Moldova, Avrupa Konseyi Bakanlar Komitesi Başkanlığını Devraldı
Moldova Avrupa Konseyi Başkanlığını Devraldı

Moldova, Avrupa Konseyi Bakanlar Komitesi Başkanlığını resmen devralarak önemli bir diplomatik göreve imza attı. Fransa'nın Strazburg kentinde gerçekleştirilen devir teslim töreni, 46 üye ülkenin temsilcilerinin katılımıyla gerçekleşti.

Strazburg'da Tarihi Devir Teslim

Fransa'nın Strazburg kentinde düzenlenen resmi törenle Avrupa Konseyi Bakanlar Komitesi Başkanlığı, 6 aylığına Moldova'ya devredildi. Toplantıya konseye üye 46 ülkenin temsilcileri katıldı ve başkanlık görevi Malta'dan Moldova'ya geçti.

Malta adına konuşan Dışişleri Bakanlığı Daimi Sekreteri Christopher Cutajar, ülkesinin başkanlık döneminde yürüttükleri çalışmaları detaylı bir şekilde anlattı. Cutajar, dönemleri boyunca elde ettikleri başarıları ve tamamlanan projeleri katılımcılarla paylaştı.

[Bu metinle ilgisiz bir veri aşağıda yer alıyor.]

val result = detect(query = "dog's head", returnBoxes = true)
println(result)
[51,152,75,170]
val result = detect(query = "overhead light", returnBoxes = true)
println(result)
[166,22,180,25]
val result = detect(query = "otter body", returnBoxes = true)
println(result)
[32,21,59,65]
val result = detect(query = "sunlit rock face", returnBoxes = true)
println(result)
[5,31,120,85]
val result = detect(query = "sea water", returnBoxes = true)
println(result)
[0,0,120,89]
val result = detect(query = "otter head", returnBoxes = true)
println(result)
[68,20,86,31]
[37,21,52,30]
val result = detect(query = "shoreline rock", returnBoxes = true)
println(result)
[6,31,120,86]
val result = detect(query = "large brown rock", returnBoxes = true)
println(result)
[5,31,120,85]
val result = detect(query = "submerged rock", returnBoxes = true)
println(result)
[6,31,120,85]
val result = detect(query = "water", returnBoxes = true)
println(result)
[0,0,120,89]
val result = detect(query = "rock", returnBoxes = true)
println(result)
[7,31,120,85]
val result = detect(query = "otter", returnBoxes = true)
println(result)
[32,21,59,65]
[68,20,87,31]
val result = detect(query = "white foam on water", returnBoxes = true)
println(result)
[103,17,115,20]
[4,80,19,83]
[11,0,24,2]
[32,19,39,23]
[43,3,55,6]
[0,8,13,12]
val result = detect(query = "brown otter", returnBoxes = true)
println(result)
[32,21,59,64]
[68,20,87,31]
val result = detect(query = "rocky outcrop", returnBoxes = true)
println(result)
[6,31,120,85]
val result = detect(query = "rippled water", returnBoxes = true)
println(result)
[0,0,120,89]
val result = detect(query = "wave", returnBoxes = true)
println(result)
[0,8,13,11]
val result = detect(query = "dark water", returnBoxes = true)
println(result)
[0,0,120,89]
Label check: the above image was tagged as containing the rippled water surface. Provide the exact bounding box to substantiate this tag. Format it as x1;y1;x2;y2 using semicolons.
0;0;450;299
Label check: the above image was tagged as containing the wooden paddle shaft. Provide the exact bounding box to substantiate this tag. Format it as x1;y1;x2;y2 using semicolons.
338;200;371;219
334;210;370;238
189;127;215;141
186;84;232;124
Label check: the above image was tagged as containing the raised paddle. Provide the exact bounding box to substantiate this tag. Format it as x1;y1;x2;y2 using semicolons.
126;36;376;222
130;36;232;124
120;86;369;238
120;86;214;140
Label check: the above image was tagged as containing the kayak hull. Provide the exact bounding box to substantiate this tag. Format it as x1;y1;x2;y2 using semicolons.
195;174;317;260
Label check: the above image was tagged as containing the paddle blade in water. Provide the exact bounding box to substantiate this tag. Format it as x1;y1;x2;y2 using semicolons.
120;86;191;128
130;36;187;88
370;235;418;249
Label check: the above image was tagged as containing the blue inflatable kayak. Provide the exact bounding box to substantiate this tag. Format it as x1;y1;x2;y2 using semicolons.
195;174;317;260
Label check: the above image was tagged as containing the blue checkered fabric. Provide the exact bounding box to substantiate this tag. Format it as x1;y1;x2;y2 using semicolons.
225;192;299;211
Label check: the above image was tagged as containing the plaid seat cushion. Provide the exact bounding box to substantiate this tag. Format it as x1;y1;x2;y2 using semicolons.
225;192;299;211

Moldova'nın Başkanlık Öncelikleri Belirlendi

Yeni dönemde görevi devralan Moldova Başbakan Yardımcısı ve Dışişleri Bakanı Mihai Popşoi, ülkesinin başkanlık sürecindeki önceliklerini açıkladı. Popşoi, Moldova'nın Avrupa Konseyi Bakanlar Komitesi Başkanlığı döneminde Ukrayna'ya yardım ve dezenformasyonla mücadeleye ağırlık vereceklerini vurguladı.

Moldovalı bakan, bu iki konunun bölgesel istikrar ve güvenlik açısından hayati önem taşıdığının altını çizdi. Özellikle dezenformasyonla mücadele konusunda Avrupa Konseyi çatısı altında koordineli çalışmalar yürütmeyi planladıklarını ifade etti.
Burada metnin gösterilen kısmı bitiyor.